Vancouver, B.C. October 4, 2019 /CNW/ - WELL Health Technologies Corp. (TSX.V: WELL) (“WELL” or the “Company”), a company focused on consolidating and modernizing clinical and digital assets within the primary healthcare sector, is pleased to announce that, further to its news release dated August 15, 2019, on October 4, 2019, the Company received a receipt (the “Final Receipt”) for its final short form prospectus dated October 4, 2019 (the “Prospectus”). The Prospectus qualifies the distribution of an aggregate of 10,350,000 common shares of the Company (the “Shares”), which are issuable for no additional consideration upon the exercise or deemed exercise of 10,350,000 special warrants (the “Special Warrants”) sold in an underwritten private placement offering completed by the Company on August 15, 2019 (the “Offering”). The Special Warrants were sold at a price of $1.45 per Special Warrant for aggregate gross proceeds of $15,007,500.
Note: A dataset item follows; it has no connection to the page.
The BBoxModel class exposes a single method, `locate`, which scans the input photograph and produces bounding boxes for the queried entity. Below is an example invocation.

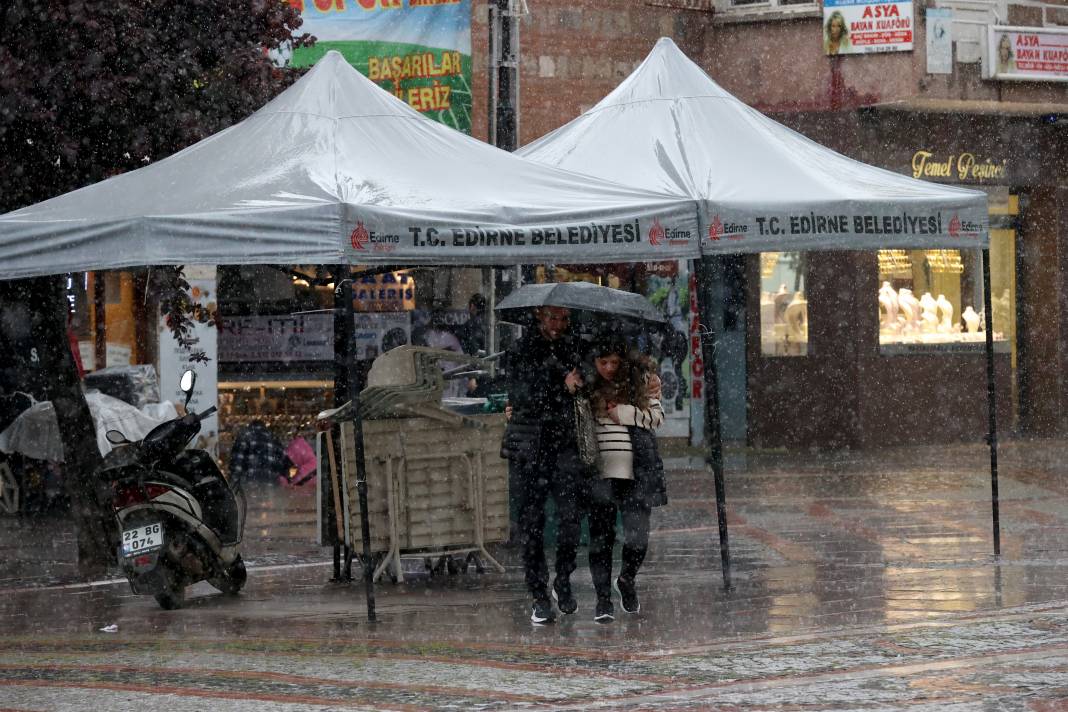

Pursuant to a special warrant indenture dated August 15, 2019 between the Company and Computershare Trust Company of Canada, the Special Warrants will be automatically exercised into Shares, without payment of any additional consideration, on the fifth business day after the date on which the Final Receipt is received by the Company. As the Final Receipt was received by the Company on October 4, 2019, the Company expects that the deemed exercise of the Special Warrants will occur on October 11, 2019.
For more information on the Offering, please refer to the Prospectus, as well as the Company’s news release dated August 15, 2019, available on the Company’s profile on SEDAR at www.sedar.com.
This new release does not constitute an offer to sell or a solicitation of an offer to buy any of the securities in the United States. The securities have not been and will not be registered under the United States Securities Act of 1933, as amended (the "U.S. Securities Act"), or any state securities laws and may not be offered or sold within the United States or to or for the account or benefit of a U.S. person (as defined in Regulation S under the U.S. Securities Act) unless registered under the U.S. Securities Act and applicable state securities laws or an exemption from such registration is available.
WELL HEALTH TECHNOLOGIES CORP.
Per: “Hamed Shahbazi”
Chief Executive Officer, Chairman and Director
For further information:
Pardeep S. Sangha
VP Corporate Strategy and Investor Relations
WELL is a unique company that operates Primary Healthcare Facilities as well as a significant EMR or Electronic Medical Records business that supports the digitization of such clinics. WELL’s overarching objective is to empower doctors to provide the best and most advanced care possible leveraging the latest trends in digital health. In the last 12 months, WELL physicians served approximately 600,000 patient visits through its network of 19 medical clinics. WELL is publicly traded on the TSX Venture Exchange under the symbol WELL.V. WELL was recognized as a TSX Venture 50 Company in 2018 and 2019.
This news release may contain “forward-looking statements” within the meaning of applicable Canadian securities laws, including, without limitation, the expectation that the Special Warrants will automatically be exercised on October 11, 2019. Forward-looking statements are necessarily based upon a number of estimates and assumptions that, while considered reasonable by management, are inherently subject to significant business, economic and competitive uncertainties, and contingencies. These statements generally can be identified by the use of forward-looking words such as “may”, “should”, “will”, “could”, “intend”, “estimate”, “plan”, “anticipate”, “expect”, “believe” or “continue”, or the negative thereof or similar variations. Forward-looking statements involve known and unknown risks, uncertainties and other factors that may cause future results, performance or achievements to be materially different from the estimated future results, performance or achievements expressed or implied by those forward-looking statements and the forward-looking statements are not guarantees of future performance. WELL’s statements expressed or implied by these forward-looking statements are subject to a number of risks, uncertainties, and conditions, many of which are outside of WELL 's control, and undue reliance should not be placed on such statements. Forward-looking statements are qualified in their entirety by the inherent risks and uncertainties surrounding the Transaction, including: that WELL’s assumptions in making forward-looking statements may prove to be incorrect; adverse market conditions; risks inherent in the primary healthcare sector in general; that future results may vary from historical results; and that market competition may affect the outcome of the business, results and financial condition of WELL. Except as required by securities law, WELL does not assume any obligation to update or revise any forward-looking statements, whether as a result of new information, events or otherwise.
Neither the TSX Venture Exchange nor its Regulation Services Provider (as that term is defined in policies of the TSX Venture Exchange) accepts responsibility for the adequacy or accuracy of this release.